Bottom line: this server has very peaky demand cycles, only lasting for very short bursts and it doesn’t appear to be focused on a single time of the workday. My priorities as a DBA would be:
- Find out what’s happening on Sundays from 2pm-6pm, and ask the application owners if they want help to make that code to run faster
- Look at the types of queries that are running in Category 5, the 5% of the time when the server is under heavy load. My guess is that this is a new server with a new application, and not a lot of users are hitting it yet. When the app catches on and gains users, this server won’t be able to handle the load due to the individual queries being tough on TempDB. We need to find out why those queries are hammering TempDB, and either optimize them or speed up the TempDB drive.
Using SQL Server data mining in the cloud, I was able to figure this out in a matter of minutes – instead of manually slicing and dicing the numbers in Excel or pushing this data into my own SQL Server Analysis Server. This would save me time and money, making me more productive and a better DBA.
But wait – there’s more. That’s just one button in the ribbon.

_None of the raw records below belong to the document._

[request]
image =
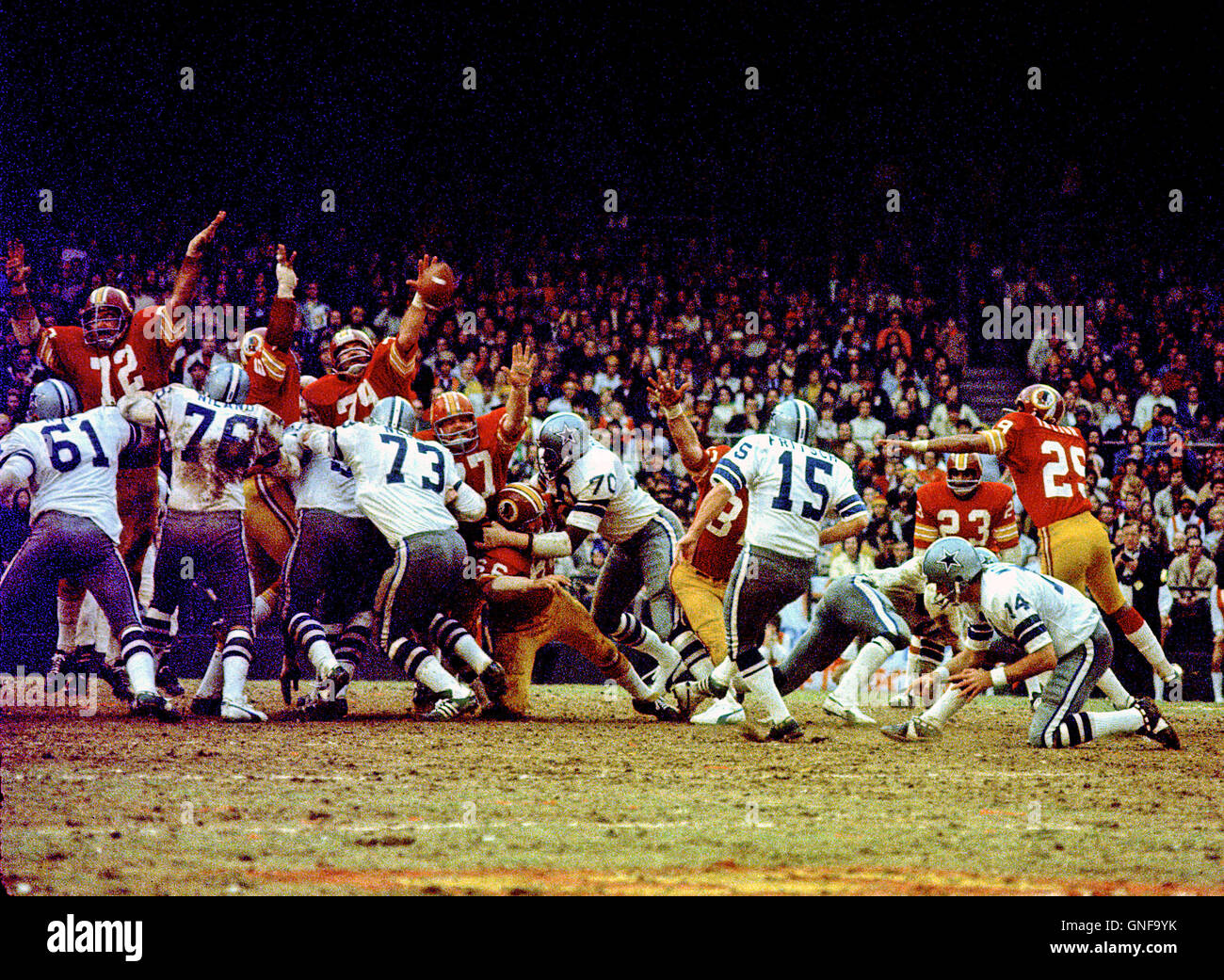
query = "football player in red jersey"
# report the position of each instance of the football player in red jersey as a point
(965, 506)
(366, 372)
(962, 506)
(701, 585)
(113, 352)
(1047, 461)
(484, 447)
(267, 356)
(529, 607)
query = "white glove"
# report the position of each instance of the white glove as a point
(286, 281)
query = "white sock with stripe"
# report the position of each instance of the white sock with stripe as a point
(760, 682)
(211, 683)
(1113, 689)
(856, 682)
(1115, 722)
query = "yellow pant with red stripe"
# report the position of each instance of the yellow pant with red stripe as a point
(270, 525)
(1076, 551)
(701, 597)
(564, 619)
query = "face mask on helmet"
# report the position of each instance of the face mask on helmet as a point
(105, 326)
(963, 474)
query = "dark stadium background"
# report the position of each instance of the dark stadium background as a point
(289, 101)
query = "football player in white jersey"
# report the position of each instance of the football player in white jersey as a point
(217, 442)
(792, 487)
(338, 552)
(412, 492)
(600, 497)
(1056, 629)
(70, 461)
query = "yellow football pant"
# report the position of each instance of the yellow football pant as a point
(1076, 551)
(701, 597)
(566, 620)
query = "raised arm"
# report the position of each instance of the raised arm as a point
(23, 317)
(968, 442)
(284, 310)
(188, 276)
(523, 367)
(671, 400)
(412, 321)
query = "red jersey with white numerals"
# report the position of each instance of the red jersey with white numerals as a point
(1047, 462)
(720, 542)
(987, 518)
(337, 400)
(141, 361)
(276, 383)
(486, 466)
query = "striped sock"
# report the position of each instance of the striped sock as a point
(454, 641)
(137, 656)
(235, 662)
(1075, 730)
(309, 637)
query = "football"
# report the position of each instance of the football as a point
(436, 285)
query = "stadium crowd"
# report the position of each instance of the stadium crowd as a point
(869, 338)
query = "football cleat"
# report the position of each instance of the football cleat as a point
(168, 681)
(448, 709)
(848, 714)
(150, 705)
(492, 678)
(208, 707)
(766, 731)
(692, 693)
(660, 710)
(916, 730)
(1154, 726)
(727, 710)
(241, 711)
(117, 677)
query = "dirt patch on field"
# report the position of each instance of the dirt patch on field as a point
(588, 798)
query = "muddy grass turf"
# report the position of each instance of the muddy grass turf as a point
(590, 798)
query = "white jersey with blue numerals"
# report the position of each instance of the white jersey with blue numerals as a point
(1032, 609)
(402, 482)
(325, 482)
(791, 490)
(216, 445)
(604, 498)
(72, 464)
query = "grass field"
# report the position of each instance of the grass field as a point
(590, 798)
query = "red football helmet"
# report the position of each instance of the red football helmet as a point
(252, 345)
(1040, 400)
(105, 317)
(351, 351)
(521, 506)
(454, 423)
(963, 474)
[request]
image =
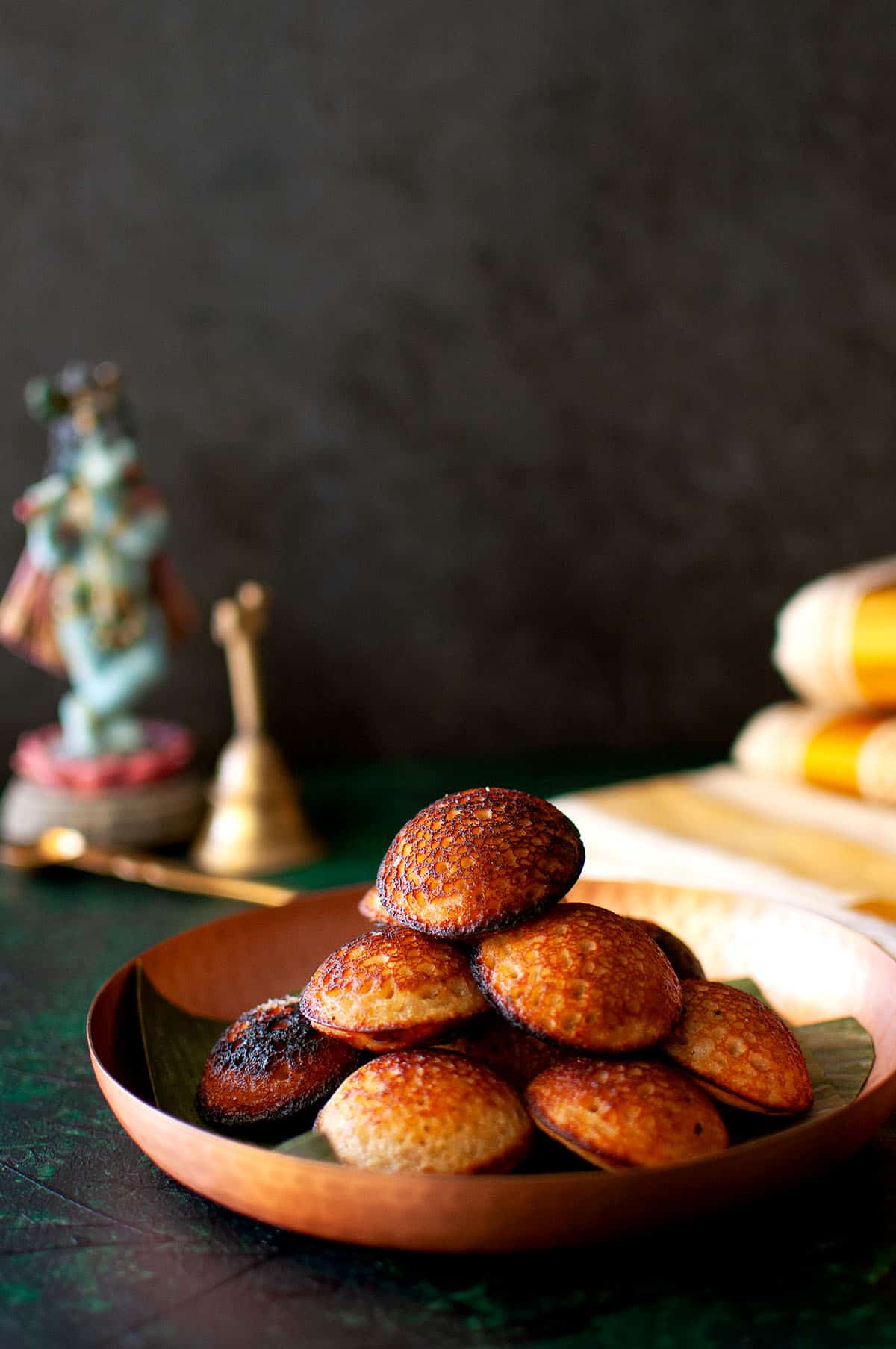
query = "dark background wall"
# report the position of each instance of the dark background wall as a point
(532, 352)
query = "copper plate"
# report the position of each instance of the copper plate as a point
(809, 966)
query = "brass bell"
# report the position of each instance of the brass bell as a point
(255, 822)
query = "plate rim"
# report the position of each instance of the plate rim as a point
(868, 1109)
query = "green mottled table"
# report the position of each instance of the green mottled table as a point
(99, 1247)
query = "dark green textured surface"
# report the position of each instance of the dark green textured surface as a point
(98, 1247)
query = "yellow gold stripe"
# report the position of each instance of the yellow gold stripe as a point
(874, 647)
(832, 755)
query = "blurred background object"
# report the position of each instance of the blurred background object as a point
(533, 354)
(254, 819)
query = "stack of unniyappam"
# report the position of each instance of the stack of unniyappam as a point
(478, 1006)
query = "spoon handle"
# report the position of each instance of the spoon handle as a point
(169, 876)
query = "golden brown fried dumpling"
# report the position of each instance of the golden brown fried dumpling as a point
(583, 977)
(738, 1050)
(370, 907)
(513, 1054)
(270, 1066)
(625, 1112)
(479, 861)
(678, 953)
(426, 1111)
(391, 988)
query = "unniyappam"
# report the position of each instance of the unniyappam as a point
(625, 1112)
(740, 1050)
(426, 1111)
(479, 861)
(391, 988)
(583, 977)
(678, 953)
(270, 1066)
(513, 1054)
(371, 909)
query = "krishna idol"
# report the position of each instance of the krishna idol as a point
(96, 601)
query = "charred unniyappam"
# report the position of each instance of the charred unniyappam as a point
(479, 861)
(738, 1050)
(270, 1066)
(583, 977)
(392, 988)
(678, 953)
(426, 1111)
(513, 1054)
(625, 1112)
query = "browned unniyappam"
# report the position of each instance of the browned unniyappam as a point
(392, 988)
(371, 909)
(625, 1112)
(738, 1050)
(583, 977)
(678, 953)
(511, 1053)
(426, 1111)
(479, 861)
(270, 1066)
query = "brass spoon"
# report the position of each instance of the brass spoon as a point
(69, 847)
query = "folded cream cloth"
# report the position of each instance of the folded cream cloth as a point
(722, 830)
(836, 640)
(842, 752)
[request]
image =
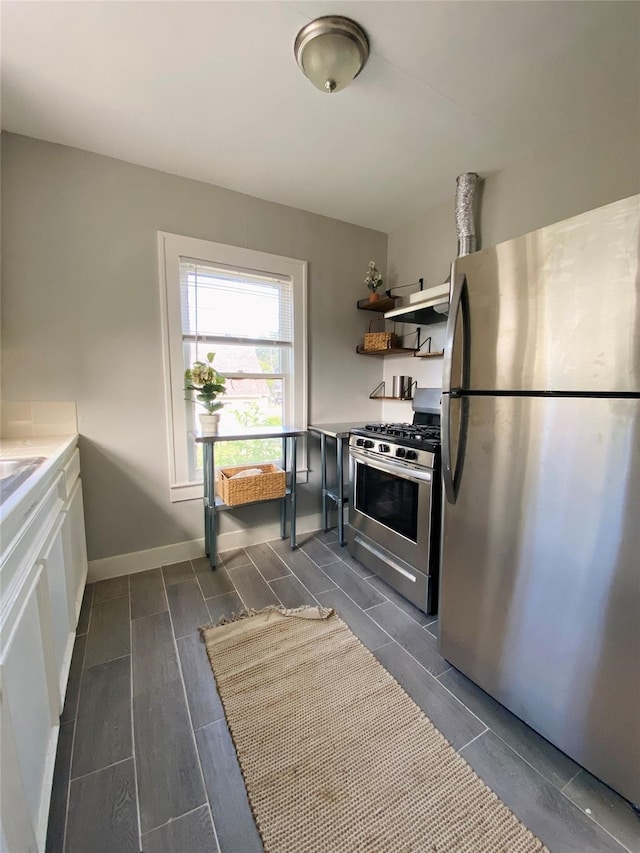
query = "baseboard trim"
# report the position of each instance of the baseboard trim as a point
(140, 561)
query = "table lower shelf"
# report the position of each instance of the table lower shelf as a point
(221, 505)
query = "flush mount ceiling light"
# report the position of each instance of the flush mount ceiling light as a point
(331, 51)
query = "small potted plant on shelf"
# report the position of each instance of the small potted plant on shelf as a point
(373, 280)
(204, 380)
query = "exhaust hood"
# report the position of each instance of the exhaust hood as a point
(424, 307)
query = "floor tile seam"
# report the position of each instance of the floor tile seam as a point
(356, 575)
(109, 600)
(389, 600)
(362, 611)
(101, 769)
(144, 616)
(294, 574)
(473, 739)
(434, 677)
(575, 776)
(75, 728)
(109, 660)
(257, 568)
(289, 572)
(317, 565)
(242, 548)
(133, 733)
(303, 585)
(172, 820)
(190, 719)
(236, 590)
(549, 782)
(526, 761)
(321, 565)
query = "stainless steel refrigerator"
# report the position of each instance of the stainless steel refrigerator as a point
(540, 577)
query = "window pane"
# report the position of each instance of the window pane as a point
(239, 358)
(226, 305)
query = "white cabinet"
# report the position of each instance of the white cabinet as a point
(42, 577)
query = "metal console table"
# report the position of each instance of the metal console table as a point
(340, 494)
(214, 504)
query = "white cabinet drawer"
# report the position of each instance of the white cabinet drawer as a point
(39, 519)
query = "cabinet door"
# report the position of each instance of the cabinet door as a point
(30, 707)
(77, 569)
(56, 560)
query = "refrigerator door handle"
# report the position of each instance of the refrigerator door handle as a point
(457, 301)
(447, 467)
(458, 290)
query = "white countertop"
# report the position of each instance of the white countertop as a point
(52, 448)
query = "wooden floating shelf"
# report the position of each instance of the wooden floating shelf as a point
(388, 351)
(435, 354)
(385, 303)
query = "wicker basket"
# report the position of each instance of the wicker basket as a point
(272, 483)
(379, 340)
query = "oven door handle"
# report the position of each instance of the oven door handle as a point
(396, 469)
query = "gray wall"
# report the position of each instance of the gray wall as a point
(81, 320)
(581, 170)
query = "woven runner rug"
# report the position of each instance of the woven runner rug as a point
(336, 756)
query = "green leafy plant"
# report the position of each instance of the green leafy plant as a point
(204, 381)
(373, 278)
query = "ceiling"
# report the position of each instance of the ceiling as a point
(211, 91)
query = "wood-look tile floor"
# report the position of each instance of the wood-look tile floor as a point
(145, 761)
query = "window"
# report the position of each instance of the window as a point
(249, 308)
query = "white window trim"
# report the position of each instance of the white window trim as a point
(171, 247)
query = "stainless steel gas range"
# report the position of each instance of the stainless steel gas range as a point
(394, 521)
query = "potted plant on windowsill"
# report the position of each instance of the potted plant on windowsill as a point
(204, 381)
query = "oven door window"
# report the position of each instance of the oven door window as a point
(388, 499)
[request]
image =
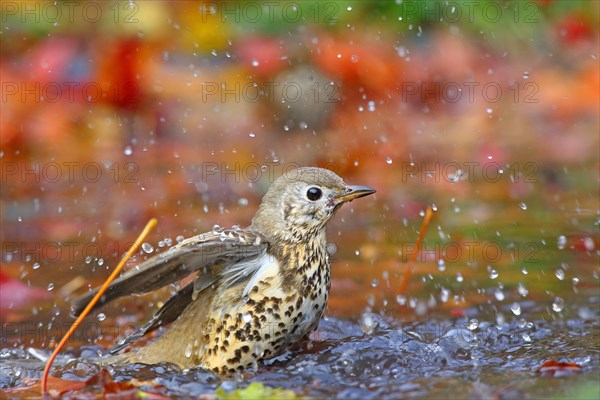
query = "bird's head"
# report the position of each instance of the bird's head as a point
(301, 202)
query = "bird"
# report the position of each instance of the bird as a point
(257, 290)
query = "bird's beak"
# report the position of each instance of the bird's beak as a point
(354, 192)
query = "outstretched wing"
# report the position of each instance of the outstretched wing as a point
(207, 254)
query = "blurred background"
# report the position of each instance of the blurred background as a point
(116, 112)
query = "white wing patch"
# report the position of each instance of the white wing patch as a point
(269, 268)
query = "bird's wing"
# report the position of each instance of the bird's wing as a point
(163, 316)
(209, 254)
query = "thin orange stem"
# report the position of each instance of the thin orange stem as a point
(409, 267)
(134, 247)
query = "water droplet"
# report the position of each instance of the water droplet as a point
(369, 322)
(401, 300)
(441, 265)
(147, 247)
(499, 294)
(444, 295)
(473, 324)
(589, 244)
(515, 308)
(562, 242)
(188, 350)
(522, 290)
(558, 304)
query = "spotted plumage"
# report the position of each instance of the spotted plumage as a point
(258, 289)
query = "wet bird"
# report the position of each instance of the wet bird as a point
(258, 289)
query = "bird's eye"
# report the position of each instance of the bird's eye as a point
(314, 194)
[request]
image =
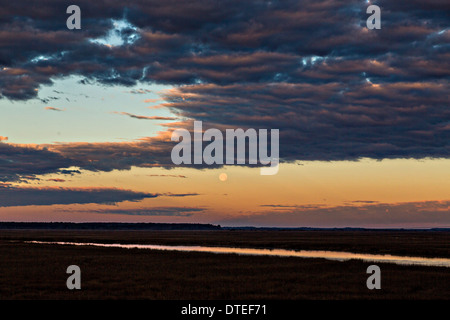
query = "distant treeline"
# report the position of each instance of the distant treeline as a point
(107, 226)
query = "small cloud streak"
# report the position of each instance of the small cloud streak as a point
(156, 211)
(54, 109)
(146, 117)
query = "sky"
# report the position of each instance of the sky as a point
(363, 115)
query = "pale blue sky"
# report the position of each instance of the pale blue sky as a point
(88, 113)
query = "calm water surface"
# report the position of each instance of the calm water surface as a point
(330, 255)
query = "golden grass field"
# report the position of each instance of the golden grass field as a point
(38, 271)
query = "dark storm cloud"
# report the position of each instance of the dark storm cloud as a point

Analyze Key Influencers of Performance Bottlenecks
Let’s find out what else seems to be happening in the system at the same time our TempDB usage is high. Back on the source data tab of the spreadsheet, click the Analyze Key Influencers button in the Analyze (in the Cloud) ribbon tab. Choose “Physical Disk 2_T Disk Time” as the data to analyze, because in this system, TempDB is isolated on the T drive.
Click on the “Choose columns to be used for analysis” link and uncheck the other counters for Physical Disk 2_T” because we know they’ll be high at the same time Disk Time is high. Those aren’t influencers. Then click Run.
When the results come back, scroll over to the far right. You’ll notice several sets of colored bar graph results. Scroll down, because we want to find what influences TempDB activity to be high – indicated by the “Favors” column being a high number. We want to find what favors high TempDB activity.
In our particular example, we can see that Category 8 is the highest TempDB load. Innnnteresting – earlier, I’d discarded categories over 5 because they represented a low amount of time, but it looks like we’ll have to go back and revisit category 8. Category 8 was Friday mornings from midnight to 4am, so we might have something going on then.
Other factors include high activity on our log drive (L), medium CPU load (11-34%), and so on. I bet TempDB’s logs are also on the L drive, shared with the rest of the databases, and I would have to verify that before further investigation. If TempDB’s logs are on that L drive, then it would make sense that they’d have high activity when the TempDB data is being written.
In Two Words: Incredibly Awesome
I’ve barely scratched the surface of what this thing can do, and already I can see that Jamie was right – this thing is incredibly awesome. This demo just showed Perfmon data – something interesting to me personally, but not to most of humanity. Imagine what it can do in the hands of an accounting analyst or a sales manager with actual financial data, people who could raise sales or cut costs. Very impressive.
I want to loudly congratulate the SQL Server Data Mining team for building something so cool and really pushing the edge of cloud analytics. I get genuinely excited about where cloud-based databases are going, and I’m thrilled that Microsoft might bring this to market. The faster we can analyze data with less setup time and less fixed infrastructure costs, the more powerful the DBA will become.